A FOR APPLE
Harry’s old man was a drover and his home was the supply wagon that moved with the plant horses from camp to camp. His mother was the cook and when Harry and his brother were old enough to stay on a horse’s back, they were given the task of tailing the plant horses.
The family never stayed in one place long enough to take advantage of school facilities, and his poorly educated mother had neither the time nor expertise to teach them even the little she knew of the three Rs.
Their lack of schooling seemed not to bother his older brother who stayed on droving with his Dad, but Harry nursed a secret desire for knowledge and he ventured away from his family to seek out a niche for himself where he wasn’t forever on the move.
There was little Harry didn’t know about horses. He soon had himself a handy reputation as a first class horsebreaker, which landed him a steady job on one of the Kidman properties. Sidney Kidman owned a chain of properties in Queensland and South Australia. All in all Harry was happy with his lot, except that the sight of a jackeroo or stockman engrossed in a Deadwood Dick filled him with envy.
It was more by accident than design that Fred, the Station Manager and Harry’s boss, began to teach him to read and write. It all began when Harry decided he wanted to learn to write his name. Fred printed the letters and Harry copied them over and over until he had learned them.
This small achievement sparked a burning desire in Harry to learn more. He went after Fred, and anyone else who possessed these skills, like a hound after a rabbit. He laboured long into the night practising his signature in cursive writing and memorising the new words and letters Fred would list for him.
The time came when Harry was competent enough to write out the supply order list. It was a job from which he derived much pleasure, especially as it gave him the opportunity to display his new skill. He always signed his name at the bottom to impress whomever had the honour to make up his order. After all, it was a small world in the bush and everyone knew Harry was learning to read and write.
In time, the position of Storekeeper was added to Harry’s duties. Fred created the position essentially to keep Harry with less time on his hands to pester him for reading and writing lessons. The order dockets were now signed “Harry Beland – Storekeeper” and underlined with a proud flourish.
The Jackeroo dumped the last bag beside the others. “That’s it Harry – see ya later.”
Harry looked at the heap in the middle of the floor. “Where’s me bloody onions?”
“If there was onions on the list there’d be onions in with that lot.” Jimmy, the Jackeroo stated casually as he turned to depart.
Harry let out a yell and grabbed the unsuspecting lad by the collar of his shirt, yanking him back from the wagon. “Ya cheeky mongrel,” he yelled with menace, “there was onions on the bloody list.”
“I tell ya they wasn’t, else they’d be there.” Jimmy pointed to the pile of stores they’d unloaded from the wagon.

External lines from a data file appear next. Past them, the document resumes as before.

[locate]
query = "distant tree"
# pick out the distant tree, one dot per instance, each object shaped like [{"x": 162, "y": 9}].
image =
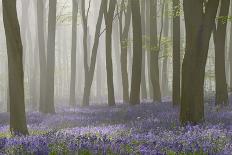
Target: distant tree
[
  {"x": 143, "y": 74},
  {"x": 176, "y": 53},
  {"x": 154, "y": 52},
  {"x": 50, "y": 108},
  {"x": 15, "y": 67},
  {"x": 109, "y": 17},
  {"x": 124, "y": 33},
  {"x": 91, "y": 68},
  {"x": 72, "y": 98},
  {"x": 199, "y": 21},
  {"x": 220, "y": 52},
  {"x": 137, "y": 53},
  {"x": 42, "y": 54},
  {"x": 165, "y": 51}
]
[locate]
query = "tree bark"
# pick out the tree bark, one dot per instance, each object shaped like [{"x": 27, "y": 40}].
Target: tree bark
[
  {"x": 124, "y": 33},
  {"x": 154, "y": 52},
  {"x": 72, "y": 98},
  {"x": 15, "y": 66},
  {"x": 109, "y": 17},
  {"x": 199, "y": 26},
  {"x": 50, "y": 108},
  {"x": 176, "y": 53},
  {"x": 89, "y": 77},
  {"x": 220, "y": 52},
  {"x": 137, "y": 53}
]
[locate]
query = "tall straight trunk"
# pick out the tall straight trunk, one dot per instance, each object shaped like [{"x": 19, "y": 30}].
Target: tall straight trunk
[
  {"x": 109, "y": 17},
  {"x": 220, "y": 52},
  {"x": 143, "y": 75},
  {"x": 176, "y": 53},
  {"x": 165, "y": 53},
  {"x": 137, "y": 53},
  {"x": 199, "y": 26},
  {"x": 154, "y": 52},
  {"x": 230, "y": 50},
  {"x": 124, "y": 33},
  {"x": 72, "y": 97},
  {"x": 150, "y": 88},
  {"x": 91, "y": 68},
  {"x": 50, "y": 108},
  {"x": 15, "y": 68}
]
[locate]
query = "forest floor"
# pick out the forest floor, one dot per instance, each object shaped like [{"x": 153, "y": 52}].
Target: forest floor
[{"x": 147, "y": 128}]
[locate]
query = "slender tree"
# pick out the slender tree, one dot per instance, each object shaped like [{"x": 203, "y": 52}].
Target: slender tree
[
  {"x": 137, "y": 53},
  {"x": 15, "y": 68},
  {"x": 220, "y": 52},
  {"x": 72, "y": 98},
  {"x": 176, "y": 53},
  {"x": 124, "y": 33},
  {"x": 50, "y": 108},
  {"x": 199, "y": 20},
  {"x": 109, "y": 17},
  {"x": 91, "y": 68},
  {"x": 42, "y": 54},
  {"x": 154, "y": 52}
]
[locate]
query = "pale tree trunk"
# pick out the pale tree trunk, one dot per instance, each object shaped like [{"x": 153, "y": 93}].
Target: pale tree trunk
[
  {"x": 154, "y": 52},
  {"x": 42, "y": 54},
  {"x": 15, "y": 68},
  {"x": 165, "y": 90},
  {"x": 199, "y": 26},
  {"x": 124, "y": 33},
  {"x": 72, "y": 97},
  {"x": 176, "y": 53},
  {"x": 220, "y": 52},
  {"x": 137, "y": 53},
  {"x": 50, "y": 108},
  {"x": 109, "y": 17},
  {"x": 143, "y": 75},
  {"x": 91, "y": 69}
]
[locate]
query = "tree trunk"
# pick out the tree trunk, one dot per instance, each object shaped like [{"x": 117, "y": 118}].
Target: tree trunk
[
  {"x": 150, "y": 88},
  {"x": 50, "y": 108},
  {"x": 109, "y": 17},
  {"x": 143, "y": 75},
  {"x": 137, "y": 53},
  {"x": 154, "y": 52},
  {"x": 176, "y": 53},
  {"x": 72, "y": 98},
  {"x": 165, "y": 81},
  {"x": 15, "y": 66},
  {"x": 220, "y": 52},
  {"x": 124, "y": 33},
  {"x": 199, "y": 26},
  {"x": 89, "y": 77}
]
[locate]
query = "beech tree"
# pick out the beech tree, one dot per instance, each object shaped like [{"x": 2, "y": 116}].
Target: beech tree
[
  {"x": 15, "y": 68},
  {"x": 137, "y": 53},
  {"x": 199, "y": 21}
]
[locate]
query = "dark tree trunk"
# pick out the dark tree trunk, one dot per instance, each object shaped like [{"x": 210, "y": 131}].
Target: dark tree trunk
[
  {"x": 50, "y": 108},
  {"x": 150, "y": 88},
  {"x": 154, "y": 52},
  {"x": 199, "y": 26},
  {"x": 220, "y": 52},
  {"x": 230, "y": 51},
  {"x": 124, "y": 32},
  {"x": 109, "y": 17},
  {"x": 15, "y": 68},
  {"x": 72, "y": 98},
  {"x": 165, "y": 81},
  {"x": 143, "y": 75},
  {"x": 42, "y": 54},
  {"x": 90, "y": 74},
  {"x": 176, "y": 54},
  {"x": 137, "y": 53}
]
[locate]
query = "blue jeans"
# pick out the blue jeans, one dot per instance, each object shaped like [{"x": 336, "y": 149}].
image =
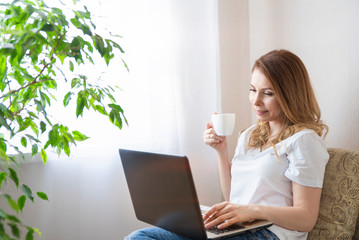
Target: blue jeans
[{"x": 154, "y": 233}]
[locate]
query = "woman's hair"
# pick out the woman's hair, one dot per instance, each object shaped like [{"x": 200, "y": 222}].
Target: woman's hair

The commotion brought Fred and Charlie out from the saddleshed to hurry over to the storeroom. When they arrived they were in time to save Jimmy’s hide. Harry had hold of him on either side of the throat and was shaking him so violently they could hear his teeth rattling.
“What the hell do you think you are doing, Harry?” Fred asked when they’d prised him away from Jimmy.
“That useless mongrel didn’t bring me onions, that’s what!”
“They wasn’t on the list,” the lad croaked as he massaged his throat, “he’s bloody mad!”
“They was on the bloody list.” Harry shouted, lunging forward to have another go at him. Charlie grabbed him and held him back.
Fred held out his hand. “Give us a look at the bloody list, Jimmy.”
Jimmy fumbled in his shirt pocket and produced a tattered sheet of paper. Fred began to read out the items. “Flour. Salt. Sugar. Tea. Jam. Soap..”
“Soap!” Harry interrupted. “We don’t need soap. There’s four bloody boxes there already.”
“Well, you’ve got soap written down here, Harry.”
“Bullshit, Fred. I didn’t want no soap. Look,” he picked up a box which contained a dozen or so onions, “I distinctly wrote S-O-A-P” his finger poked hard at each letter as he spelled them out, “bloody onions, right?”
Three faces gazed at Harry in stunned silence. From Jimmy came a low gurgling sound, a spluttering and then finally the laughter bubbled up and burst out uncontrollably.
“Wrong,” Fred managed to utter before both he and Charlie broke up with laughter.
Harry, looking confused and somewhat embarrassed, stared at the soap box. “Go ta hell!” He shouted as he threw the box at the wall, narrowly missing Fred’s head.
“Aw, Harry. Don’t get on your high horse,” Fred soothed, “you just got a bit too smart. You see, that is a bloody soap box you had the onions in. Onions, you silly bugger, come in bags.”